Nitrogen Fixation Experiment

Challenges from the first experiment informed the design of the second experiment. First, due to challenges associated with the growth pouches (too much root exposure to cold, lack of structural support for vetch), modified magenta units (see picture below) were used to grow plants in the second experiment. Also, plants were grown for 10 weeks, rather than 6, to have plants and nodules big enough to weigh. Unlike growth pouches However, unlike in growth pouches, root systems are not visible in magenta units. Two destructive harvests were carried out to determine degree of nodulation at 6 weeks: harvest 1 at 6 weeks, and harvest 2 at 10 weeks. I hypothesized that nodule number at 6 weeks would predict biomass at 10 weeks. Six rhizobia strains were used as inoculant treatments based on their performance in experiment 1, with 3 strains from Minnesota and 3 from North Carolina. I also included two controls: a positive nitrogen control (plant given nitrogen-rich nutrient solution) and a positive nodulation control (plant inoculated with commercial inoculant). Once again, two hairy vetch ecotypes were used [2 hairy vetch ecotypes x 8 treatments (6 rhizobia, 2 controls) x 4 replicates x 2 time points = 128 plants].

 

Data was collected on shoots, roots, nodules, and plant nitrogen content. At 6 weeks, nodules were counted, and shoot/root biomass was dried for 48 hours and weighed. Nodules were too small to be removed from plants and weighed; there was also too little shoot biomass to determine plant nitrogen content. At 10 weeks, nodules were counted, and they were big enough to be dried and weighed. Shoot and root biomass was also dried and weighed. Combustion analysis was performed to determine nitrogen content on shoots, but the data is not ready yet at the time of this report’s submission.
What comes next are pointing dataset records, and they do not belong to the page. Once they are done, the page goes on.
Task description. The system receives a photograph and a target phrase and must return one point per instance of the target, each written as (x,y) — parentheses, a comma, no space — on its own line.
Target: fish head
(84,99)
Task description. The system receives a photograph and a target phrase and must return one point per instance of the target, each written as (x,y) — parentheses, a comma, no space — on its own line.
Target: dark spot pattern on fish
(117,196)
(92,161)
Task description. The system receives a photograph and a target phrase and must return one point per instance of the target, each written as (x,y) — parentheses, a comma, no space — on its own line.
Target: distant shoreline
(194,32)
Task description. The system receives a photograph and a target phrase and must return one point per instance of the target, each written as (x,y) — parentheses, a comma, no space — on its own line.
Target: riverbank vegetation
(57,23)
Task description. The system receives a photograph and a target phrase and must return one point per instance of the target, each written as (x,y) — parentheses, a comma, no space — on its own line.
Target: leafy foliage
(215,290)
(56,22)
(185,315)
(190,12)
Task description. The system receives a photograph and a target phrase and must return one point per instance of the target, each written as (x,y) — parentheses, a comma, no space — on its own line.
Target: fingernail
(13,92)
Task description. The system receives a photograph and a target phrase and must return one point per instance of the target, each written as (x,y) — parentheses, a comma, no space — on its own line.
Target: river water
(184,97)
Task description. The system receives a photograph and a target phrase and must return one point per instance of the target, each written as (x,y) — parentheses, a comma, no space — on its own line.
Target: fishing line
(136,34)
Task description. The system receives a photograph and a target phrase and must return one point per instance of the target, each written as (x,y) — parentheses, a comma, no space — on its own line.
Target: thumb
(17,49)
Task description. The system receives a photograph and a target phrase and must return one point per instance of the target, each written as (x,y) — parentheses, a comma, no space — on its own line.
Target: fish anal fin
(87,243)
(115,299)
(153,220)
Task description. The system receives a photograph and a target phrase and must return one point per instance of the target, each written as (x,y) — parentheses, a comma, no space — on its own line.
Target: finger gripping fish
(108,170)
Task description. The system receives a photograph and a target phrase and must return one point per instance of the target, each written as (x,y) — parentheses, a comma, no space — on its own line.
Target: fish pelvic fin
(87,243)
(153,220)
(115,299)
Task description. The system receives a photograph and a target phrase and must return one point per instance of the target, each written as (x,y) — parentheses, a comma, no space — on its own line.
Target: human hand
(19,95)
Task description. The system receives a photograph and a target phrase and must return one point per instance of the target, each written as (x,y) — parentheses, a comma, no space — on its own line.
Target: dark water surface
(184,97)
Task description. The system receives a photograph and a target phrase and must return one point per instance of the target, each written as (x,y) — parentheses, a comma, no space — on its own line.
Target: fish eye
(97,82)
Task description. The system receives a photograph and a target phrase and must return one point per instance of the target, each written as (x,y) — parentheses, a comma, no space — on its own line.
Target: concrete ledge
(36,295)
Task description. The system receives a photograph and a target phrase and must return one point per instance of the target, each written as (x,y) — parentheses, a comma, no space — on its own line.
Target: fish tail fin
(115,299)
Image of a plant growth pouch containing hairy vetch
Image of a sterile growth pouch. Nutrient solution is added to the pouch via the straw.
Image of several assembled magenta units
Magenta units are sterile plant growth apparatuses. The bottom well contains nutrient solution, the middle well contains sand/vermiculite mix, and the top is where the plant grows.

 

Research results and discussion:

Pilot Experiment:

This experiment tracked the number of days to nodule formation across a collection of 32 rhizobia strains. When comparing days to first nodule across the two hairy vetch ecotypes, Albert Lea plants developed nodules slightly earlier than MSP 4045 plants. However, a higher percentage of MSP 4045 plants ultimately developed nodules. Time to nodulation was higher for Albert Lea plants than MSP 4045 plants (p = 0.003).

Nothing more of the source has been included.